AIRLegend / aitrack

6DoF Head tracking software
MIT License
1.03k stars 102 forks source link

Add center weighted face detection to version 0.6.6 using cv::FaceDet… #164

Closed searching46dof closed 1 year ago

searching46dof commented 1 year ago

…ectorYN

cv::FaceDetectorYN::>detect returns a matrix of faces where get_distance_squared will return the row that is closest to the center of the preview window. center_weighted should be made configurable since center weighted detection may not be desired under all circumstances.

searching46dof commented 1 year ago

Re-adding center weighted face detection intended only for cv::FaceDetectorYN

searching46dof commented 1 year ago

score_threshold and nms_threshold should be made configurable as well.

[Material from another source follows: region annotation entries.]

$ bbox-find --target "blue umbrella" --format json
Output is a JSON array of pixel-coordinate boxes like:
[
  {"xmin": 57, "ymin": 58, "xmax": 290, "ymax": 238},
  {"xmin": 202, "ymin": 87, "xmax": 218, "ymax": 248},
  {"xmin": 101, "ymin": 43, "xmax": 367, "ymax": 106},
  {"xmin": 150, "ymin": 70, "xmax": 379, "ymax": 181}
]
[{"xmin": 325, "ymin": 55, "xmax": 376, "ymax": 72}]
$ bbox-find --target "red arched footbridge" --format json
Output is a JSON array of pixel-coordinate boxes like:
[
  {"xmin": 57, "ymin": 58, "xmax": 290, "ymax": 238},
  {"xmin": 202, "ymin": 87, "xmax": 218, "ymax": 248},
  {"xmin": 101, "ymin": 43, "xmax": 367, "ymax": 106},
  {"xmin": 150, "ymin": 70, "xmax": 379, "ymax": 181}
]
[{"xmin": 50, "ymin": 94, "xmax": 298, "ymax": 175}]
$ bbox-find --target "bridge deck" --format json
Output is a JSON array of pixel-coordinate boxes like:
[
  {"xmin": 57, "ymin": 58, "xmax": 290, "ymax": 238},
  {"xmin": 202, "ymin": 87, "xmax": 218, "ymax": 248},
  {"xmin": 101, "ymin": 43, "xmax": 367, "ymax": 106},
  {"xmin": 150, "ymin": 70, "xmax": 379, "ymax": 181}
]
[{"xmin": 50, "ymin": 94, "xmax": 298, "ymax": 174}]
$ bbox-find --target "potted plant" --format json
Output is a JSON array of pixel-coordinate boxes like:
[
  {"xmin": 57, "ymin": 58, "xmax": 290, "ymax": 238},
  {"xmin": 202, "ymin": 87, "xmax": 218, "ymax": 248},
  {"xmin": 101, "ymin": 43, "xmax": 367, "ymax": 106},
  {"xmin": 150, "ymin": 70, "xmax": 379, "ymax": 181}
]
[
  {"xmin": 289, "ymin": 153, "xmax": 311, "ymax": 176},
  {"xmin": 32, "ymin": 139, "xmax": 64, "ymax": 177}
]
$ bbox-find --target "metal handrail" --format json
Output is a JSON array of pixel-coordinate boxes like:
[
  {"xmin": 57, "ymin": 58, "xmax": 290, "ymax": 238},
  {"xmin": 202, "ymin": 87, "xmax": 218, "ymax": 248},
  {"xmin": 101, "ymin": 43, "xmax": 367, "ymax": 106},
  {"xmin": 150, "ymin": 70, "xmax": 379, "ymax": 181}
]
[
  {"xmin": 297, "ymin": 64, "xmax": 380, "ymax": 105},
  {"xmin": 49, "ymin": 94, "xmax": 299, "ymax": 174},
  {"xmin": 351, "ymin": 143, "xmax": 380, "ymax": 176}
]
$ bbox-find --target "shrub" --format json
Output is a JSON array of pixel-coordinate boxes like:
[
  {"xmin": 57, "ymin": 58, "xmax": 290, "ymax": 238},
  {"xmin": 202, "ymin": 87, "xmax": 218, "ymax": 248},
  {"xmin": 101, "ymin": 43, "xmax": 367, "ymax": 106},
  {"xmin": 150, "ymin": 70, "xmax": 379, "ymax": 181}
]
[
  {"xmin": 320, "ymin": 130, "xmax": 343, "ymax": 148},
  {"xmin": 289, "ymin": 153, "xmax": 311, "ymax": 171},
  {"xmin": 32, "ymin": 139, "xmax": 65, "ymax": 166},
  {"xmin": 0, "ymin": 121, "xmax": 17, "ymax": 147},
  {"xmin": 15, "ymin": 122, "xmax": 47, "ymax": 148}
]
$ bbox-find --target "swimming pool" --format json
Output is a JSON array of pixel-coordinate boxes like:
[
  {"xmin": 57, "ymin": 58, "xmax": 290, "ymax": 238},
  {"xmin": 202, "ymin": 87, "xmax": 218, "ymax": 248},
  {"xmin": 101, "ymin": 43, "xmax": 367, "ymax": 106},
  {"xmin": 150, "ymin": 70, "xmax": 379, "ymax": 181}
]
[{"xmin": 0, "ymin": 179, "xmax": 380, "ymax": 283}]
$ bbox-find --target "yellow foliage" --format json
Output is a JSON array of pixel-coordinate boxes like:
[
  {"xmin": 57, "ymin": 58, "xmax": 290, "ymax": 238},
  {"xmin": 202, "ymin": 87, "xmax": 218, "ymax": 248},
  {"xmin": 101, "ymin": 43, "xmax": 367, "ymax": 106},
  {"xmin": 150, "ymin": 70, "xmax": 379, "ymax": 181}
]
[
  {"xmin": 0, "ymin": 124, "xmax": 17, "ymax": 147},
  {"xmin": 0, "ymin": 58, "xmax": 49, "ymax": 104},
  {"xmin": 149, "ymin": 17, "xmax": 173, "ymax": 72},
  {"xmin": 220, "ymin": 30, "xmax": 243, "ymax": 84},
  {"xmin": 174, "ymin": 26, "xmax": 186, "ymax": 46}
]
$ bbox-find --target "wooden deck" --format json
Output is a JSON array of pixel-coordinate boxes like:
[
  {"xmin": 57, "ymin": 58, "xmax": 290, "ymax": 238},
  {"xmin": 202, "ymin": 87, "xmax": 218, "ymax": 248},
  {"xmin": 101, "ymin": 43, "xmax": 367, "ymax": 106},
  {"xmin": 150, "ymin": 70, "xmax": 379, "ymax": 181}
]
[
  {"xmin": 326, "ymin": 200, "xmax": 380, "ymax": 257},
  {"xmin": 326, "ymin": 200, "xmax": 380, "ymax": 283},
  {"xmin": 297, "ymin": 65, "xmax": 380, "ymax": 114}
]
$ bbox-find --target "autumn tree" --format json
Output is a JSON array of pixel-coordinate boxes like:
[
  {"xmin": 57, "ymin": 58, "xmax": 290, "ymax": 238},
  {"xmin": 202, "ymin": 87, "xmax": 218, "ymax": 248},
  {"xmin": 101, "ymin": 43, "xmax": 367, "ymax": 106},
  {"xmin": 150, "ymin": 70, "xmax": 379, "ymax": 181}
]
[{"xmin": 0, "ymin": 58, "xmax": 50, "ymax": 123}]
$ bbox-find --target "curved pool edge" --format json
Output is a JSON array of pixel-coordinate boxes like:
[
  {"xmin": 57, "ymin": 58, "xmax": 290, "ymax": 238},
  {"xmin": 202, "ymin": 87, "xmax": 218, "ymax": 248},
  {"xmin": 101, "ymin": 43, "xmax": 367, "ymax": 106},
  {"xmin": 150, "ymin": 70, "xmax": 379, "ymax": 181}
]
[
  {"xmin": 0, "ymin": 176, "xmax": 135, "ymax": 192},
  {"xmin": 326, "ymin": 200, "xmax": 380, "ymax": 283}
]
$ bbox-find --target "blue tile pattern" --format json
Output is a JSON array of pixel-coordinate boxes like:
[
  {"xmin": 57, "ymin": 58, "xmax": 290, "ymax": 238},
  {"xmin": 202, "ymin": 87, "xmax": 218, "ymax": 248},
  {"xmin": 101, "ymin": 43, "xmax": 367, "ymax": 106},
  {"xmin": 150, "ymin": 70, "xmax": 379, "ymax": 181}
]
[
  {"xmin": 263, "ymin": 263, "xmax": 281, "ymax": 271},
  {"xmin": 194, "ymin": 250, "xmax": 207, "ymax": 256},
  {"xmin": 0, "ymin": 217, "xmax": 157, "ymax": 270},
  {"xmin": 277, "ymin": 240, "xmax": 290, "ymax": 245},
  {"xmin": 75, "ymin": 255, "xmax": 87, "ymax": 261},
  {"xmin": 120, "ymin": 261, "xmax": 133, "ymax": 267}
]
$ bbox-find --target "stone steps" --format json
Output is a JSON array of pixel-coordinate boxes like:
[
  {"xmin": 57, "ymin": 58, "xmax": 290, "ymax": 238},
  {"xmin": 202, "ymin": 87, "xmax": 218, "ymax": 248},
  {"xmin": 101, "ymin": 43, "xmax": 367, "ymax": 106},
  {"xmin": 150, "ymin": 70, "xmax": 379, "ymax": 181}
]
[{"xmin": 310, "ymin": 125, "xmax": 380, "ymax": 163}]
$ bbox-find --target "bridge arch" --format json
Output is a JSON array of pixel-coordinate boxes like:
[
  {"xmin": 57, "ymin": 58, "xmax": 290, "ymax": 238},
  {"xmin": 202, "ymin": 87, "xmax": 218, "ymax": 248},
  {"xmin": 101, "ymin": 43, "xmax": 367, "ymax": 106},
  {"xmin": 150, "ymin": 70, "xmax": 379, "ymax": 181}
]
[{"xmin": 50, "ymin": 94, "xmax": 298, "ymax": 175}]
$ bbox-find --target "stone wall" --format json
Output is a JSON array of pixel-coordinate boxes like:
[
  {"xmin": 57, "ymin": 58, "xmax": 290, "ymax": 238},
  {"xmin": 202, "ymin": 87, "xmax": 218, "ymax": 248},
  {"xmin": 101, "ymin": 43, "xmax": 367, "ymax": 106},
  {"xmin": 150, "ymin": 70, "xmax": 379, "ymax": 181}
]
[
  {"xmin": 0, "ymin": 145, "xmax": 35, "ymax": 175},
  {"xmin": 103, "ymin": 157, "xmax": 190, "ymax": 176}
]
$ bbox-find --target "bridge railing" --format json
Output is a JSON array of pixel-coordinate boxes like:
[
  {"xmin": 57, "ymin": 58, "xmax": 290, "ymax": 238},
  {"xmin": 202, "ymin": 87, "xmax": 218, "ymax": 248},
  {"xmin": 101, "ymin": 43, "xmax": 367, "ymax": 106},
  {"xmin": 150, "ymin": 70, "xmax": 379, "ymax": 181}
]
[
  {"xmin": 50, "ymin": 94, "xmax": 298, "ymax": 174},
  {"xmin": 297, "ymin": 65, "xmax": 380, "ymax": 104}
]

Using cv::FaceDetectorYN appears to have more false positive face detection of non-faces. these parameters along with center weighting can increase the accuracy or range of the face detection.

The score_threshold when relaxed may provide better range of values and raise the threshold where it loses face detection. This would significantly help larger pitch ranges and pitch granularity needed for flight ACM when dogfighting.

The center weighting alone does not solve the issue. At extreme angles of yaw,pitch and roll AI track will lose face tracking of a center weighted face. It can then pick up secondary faces in the background which may have a completely different orientation. Partially overlapping faces (e.g. over the shoulder) can be masked by nms_threshold. False detection of non-faces (which seems dependent the lighting at the time of day) may also be masked by raising score_threshold.

Access to the full range of these values is not necessary. score_threshold currently has a value of .8f but the allowed range may be 0.6 to 0.9 (values above 0.5). nms_threshold currently has a value of .3f but the allowed range may be 0.1 to 0.4 (values below 0.5).

AIRLegend commented 1 year ago

Nice, thank you very much!! 🎉

Yeah, we could lower score_threshold (and add it to the config settings) as we now pick the centermost face. I take note :)

However, regarding the nms_threshold parameter, I've been testing these last days and I found it better keeping the bounding box as stable as possible (I mean, maintaining the same aspect ratio). That's because when the bounding box crop is passed to the landmark model it's downscaled to 224x224 (or even lower with the new model I'm testing), so changes in this aspect ratio "deform" the face, which in turn slightly deforms the predicted landmarks, and can introduce some "jumps" in the PositionSolver output.

In order to keep the BB stable, the best thing to do is being aggressive with the nms_threshold (i.e. low values) and also use few bounding box candidates (the top-k param), which I feel like ~15 should be a sweet spot.